José Mourinho has spoken out strongly to state he is not unhappy at Manchester United. His remarks follow comments the manager made in October that living in Manchester is "a bit of a disaster". He is thought to have said this humorously and he has clarified his situation.
“To give people this idea that I’m not happy here but that I was happy in London – it’s bullsh*t,” the manager told the fanzine United We Stand. “My family are in London because my daughter is at university. My son plays for Fulham. I cannot demand they follow me, they have their lives and they’re at that age where they want to fly.
“One day a week – when I can and at the moment it’s difficult with all the games – I go to London to have dinner with the family.”
He regards the separation from his family as part of the job. "I don't go to cities to enjoy cities, I go to work," he said. "If I wanted to enjoy places I would go to Los Angeles and go to the beach every day. I'm here to arrive at the training ground every day at 8am and leave on a normal day at 6pm. I give everything I have. I have nothing more to give in terms of my time, my desire and my ambition."
Mourinho knows he has a major rebuilding challenge at the club, though does not regret his stance on taking over in the summer that United should aim for this season’s title.
“In the Premier League right now there are clubs with 5 per cent of United’s history and probably in this moment they are better equipped for success,” he said. “If you remember my words from my first press conference, I was not arrogant. I knew I was being risky with my words when I said: ‘I want United to be champions now.’ But I felt – and keep feeling – that no matter what the conditions are at United, you have to say that.
“We are getting too many draws and our results are the type a defensive team has – yet we’re not playing like a defensive team.”
Mourinho added that he did not view any of the players in United’s academy as good enough for promotion. “Excite me, yes. Ready? No,” he said.
"Last season, some of the boys were waiting. Some of them with great talent. Marcus Rashford is head of that talent. They were in a period where they had to play. They had no pressure at all. Nobody expected anything from them. There were no senior players on the bench waiting for them to make a mistake, just them. The choice was Rashford or Rashford. Timothy Fosu-Mensah or Mensah. There were no other options, the injuries were so many.

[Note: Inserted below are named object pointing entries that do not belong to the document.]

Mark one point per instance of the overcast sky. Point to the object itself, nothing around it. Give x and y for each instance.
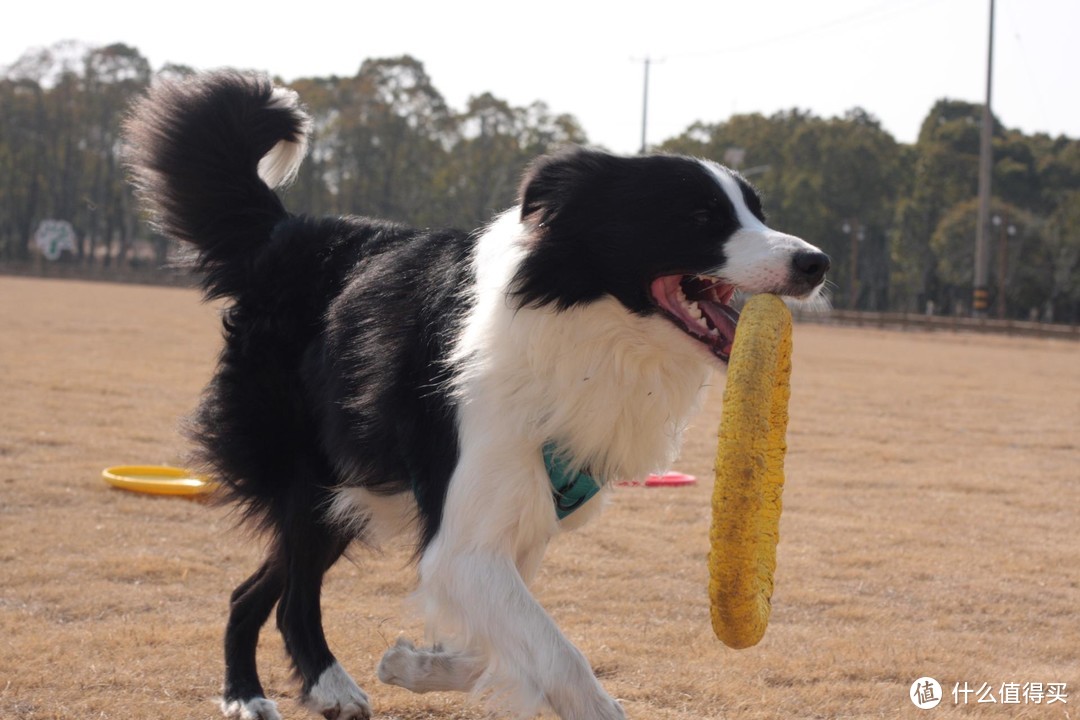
(712, 57)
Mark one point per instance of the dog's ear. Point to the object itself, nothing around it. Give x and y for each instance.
(555, 182)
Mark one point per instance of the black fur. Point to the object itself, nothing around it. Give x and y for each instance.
(300, 335)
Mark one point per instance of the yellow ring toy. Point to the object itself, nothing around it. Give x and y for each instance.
(156, 479)
(750, 473)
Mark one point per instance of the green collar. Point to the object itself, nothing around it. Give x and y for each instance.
(569, 490)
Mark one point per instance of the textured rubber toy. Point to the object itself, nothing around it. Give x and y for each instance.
(750, 473)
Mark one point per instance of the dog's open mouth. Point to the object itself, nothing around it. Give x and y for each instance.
(699, 306)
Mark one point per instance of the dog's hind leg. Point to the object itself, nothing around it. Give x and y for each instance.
(311, 548)
(243, 697)
(424, 670)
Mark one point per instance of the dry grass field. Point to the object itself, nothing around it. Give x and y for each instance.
(931, 528)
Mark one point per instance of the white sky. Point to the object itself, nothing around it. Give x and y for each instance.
(713, 57)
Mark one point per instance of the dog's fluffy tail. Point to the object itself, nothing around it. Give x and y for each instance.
(205, 153)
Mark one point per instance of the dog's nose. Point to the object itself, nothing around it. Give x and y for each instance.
(811, 266)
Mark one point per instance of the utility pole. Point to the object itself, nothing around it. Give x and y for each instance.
(645, 102)
(981, 296)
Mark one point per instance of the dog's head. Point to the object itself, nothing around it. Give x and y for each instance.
(663, 234)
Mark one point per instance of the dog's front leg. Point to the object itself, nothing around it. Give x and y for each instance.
(472, 584)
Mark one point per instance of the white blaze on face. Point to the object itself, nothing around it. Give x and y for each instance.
(758, 258)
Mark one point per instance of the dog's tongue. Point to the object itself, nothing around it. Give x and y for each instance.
(724, 318)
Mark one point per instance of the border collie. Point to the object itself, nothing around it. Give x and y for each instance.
(478, 390)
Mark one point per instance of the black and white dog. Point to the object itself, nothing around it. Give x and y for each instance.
(476, 389)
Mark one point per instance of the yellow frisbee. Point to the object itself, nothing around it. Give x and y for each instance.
(156, 479)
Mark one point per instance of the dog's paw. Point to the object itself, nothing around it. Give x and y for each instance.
(254, 708)
(396, 666)
(424, 670)
(336, 696)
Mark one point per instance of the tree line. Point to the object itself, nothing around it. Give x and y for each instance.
(898, 219)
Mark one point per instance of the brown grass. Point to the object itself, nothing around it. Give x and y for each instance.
(931, 527)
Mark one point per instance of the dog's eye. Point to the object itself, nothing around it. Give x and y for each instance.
(701, 217)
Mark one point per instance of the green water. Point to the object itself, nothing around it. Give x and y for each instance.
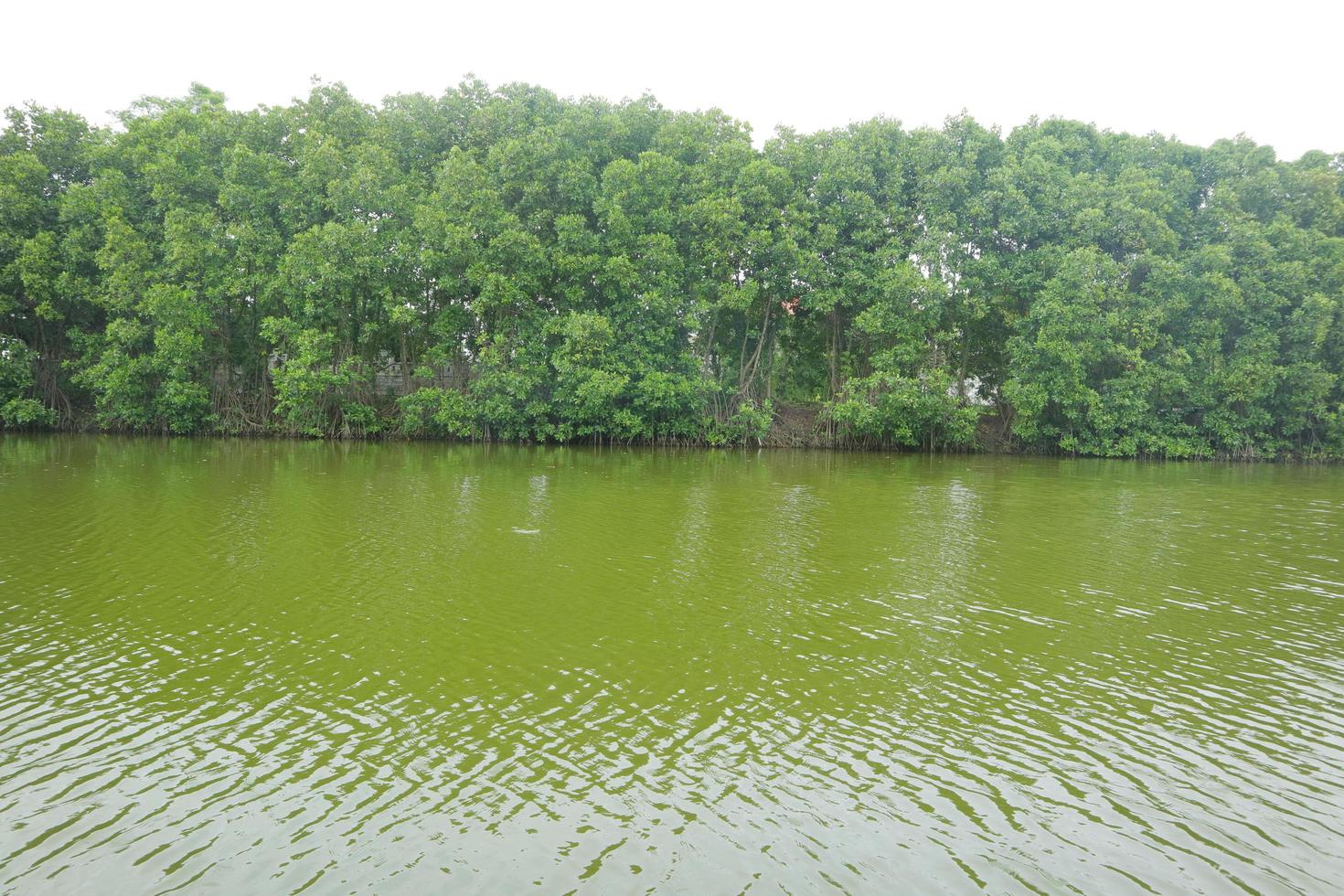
(266, 667)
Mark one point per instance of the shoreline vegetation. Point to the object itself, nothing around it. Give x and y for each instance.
(506, 265)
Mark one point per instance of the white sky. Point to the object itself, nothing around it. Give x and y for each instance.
(1195, 70)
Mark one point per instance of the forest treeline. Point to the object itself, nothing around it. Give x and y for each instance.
(503, 263)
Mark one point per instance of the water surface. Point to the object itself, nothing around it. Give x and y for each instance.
(272, 667)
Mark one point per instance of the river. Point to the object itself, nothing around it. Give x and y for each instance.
(283, 667)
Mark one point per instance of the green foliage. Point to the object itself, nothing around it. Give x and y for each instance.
(509, 265)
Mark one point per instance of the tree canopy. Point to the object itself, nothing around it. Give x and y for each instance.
(504, 263)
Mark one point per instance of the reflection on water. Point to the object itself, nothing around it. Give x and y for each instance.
(288, 666)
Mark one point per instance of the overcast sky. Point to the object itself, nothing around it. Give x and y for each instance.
(1195, 70)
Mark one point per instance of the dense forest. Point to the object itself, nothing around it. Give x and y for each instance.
(503, 263)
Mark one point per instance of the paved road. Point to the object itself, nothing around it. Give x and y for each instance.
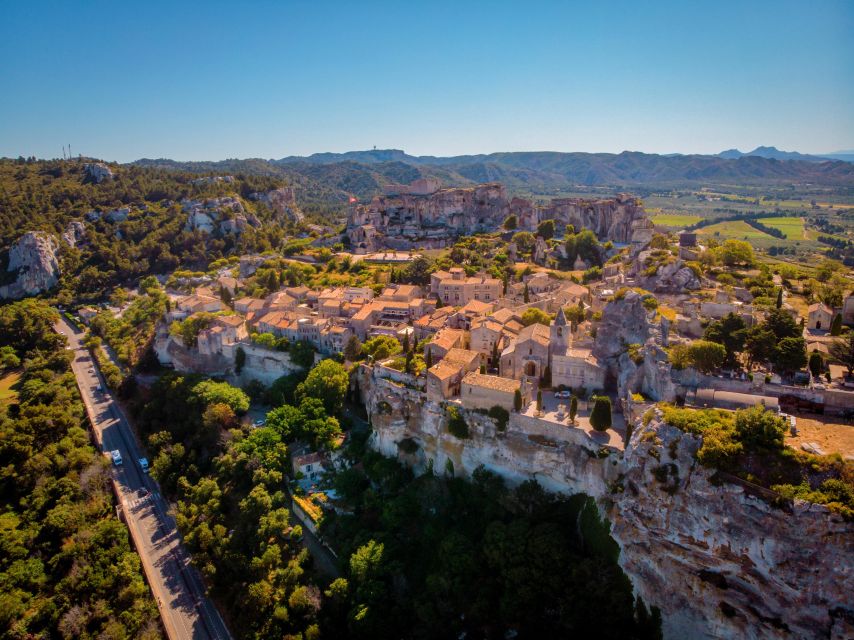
(185, 610)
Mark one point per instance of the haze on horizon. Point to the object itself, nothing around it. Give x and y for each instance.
(209, 81)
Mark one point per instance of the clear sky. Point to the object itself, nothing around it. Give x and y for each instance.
(213, 80)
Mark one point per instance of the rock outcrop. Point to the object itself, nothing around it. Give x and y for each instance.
(34, 262)
(74, 233)
(97, 172)
(673, 277)
(283, 201)
(225, 215)
(423, 215)
(719, 561)
(406, 220)
(621, 219)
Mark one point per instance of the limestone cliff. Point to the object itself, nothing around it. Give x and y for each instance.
(406, 220)
(718, 561)
(431, 218)
(34, 265)
(621, 219)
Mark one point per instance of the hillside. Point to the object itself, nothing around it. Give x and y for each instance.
(335, 176)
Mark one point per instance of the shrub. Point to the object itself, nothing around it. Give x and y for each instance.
(500, 415)
(457, 426)
(600, 417)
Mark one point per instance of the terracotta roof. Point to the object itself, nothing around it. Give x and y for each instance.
(497, 383)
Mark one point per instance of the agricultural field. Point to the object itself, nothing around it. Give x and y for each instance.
(792, 227)
(734, 229)
(674, 220)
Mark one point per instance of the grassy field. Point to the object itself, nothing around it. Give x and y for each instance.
(792, 227)
(733, 229)
(674, 220)
(8, 384)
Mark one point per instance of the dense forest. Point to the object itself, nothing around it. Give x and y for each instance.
(153, 240)
(67, 569)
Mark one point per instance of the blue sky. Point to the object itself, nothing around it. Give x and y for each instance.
(214, 80)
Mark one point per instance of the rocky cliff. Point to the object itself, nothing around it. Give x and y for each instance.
(718, 561)
(413, 217)
(621, 219)
(406, 220)
(34, 265)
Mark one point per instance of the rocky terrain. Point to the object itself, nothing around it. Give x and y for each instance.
(223, 215)
(33, 263)
(434, 218)
(406, 220)
(719, 561)
(283, 201)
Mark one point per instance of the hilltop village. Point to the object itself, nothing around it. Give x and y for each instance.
(567, 341)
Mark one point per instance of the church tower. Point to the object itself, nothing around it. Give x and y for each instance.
(559, 334)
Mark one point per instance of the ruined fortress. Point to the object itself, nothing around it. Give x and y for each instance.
(425, 215)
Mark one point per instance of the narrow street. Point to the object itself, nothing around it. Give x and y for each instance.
(185, 610)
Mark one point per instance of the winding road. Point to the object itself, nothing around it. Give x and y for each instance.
(184, 608)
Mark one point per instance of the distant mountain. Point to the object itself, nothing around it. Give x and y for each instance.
(775, 154)
(336, 176)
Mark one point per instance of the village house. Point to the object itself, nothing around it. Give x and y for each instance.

"The situation is different this season. The number of injuries is smaller, the expectations about the players are higher. I investigated the history of some young players at the club. One is one of the greatest players this club has ever had – Ryan Giggs.
“His second season was not comparable with the season when he started. Then, in the third season, he reached the level of Giggs. It was the final explosion of Giggs. That happens with many youth players. They are free when they first come, free of responsibilities and to express themselves. Opponents don’t know them, they’re caught by surprise.
"That changes in the second season, but we train many times with the young players here. In international weeks me, and Nicky Butt [the academy head] and before Nicky with Warren Joyce, we have the young players together and interacting. It helps accelerate their process. So yes, we want to play young players but sometimes in football it's about the moment. So yes, the people here are aware of the history and tradition of young players at the club."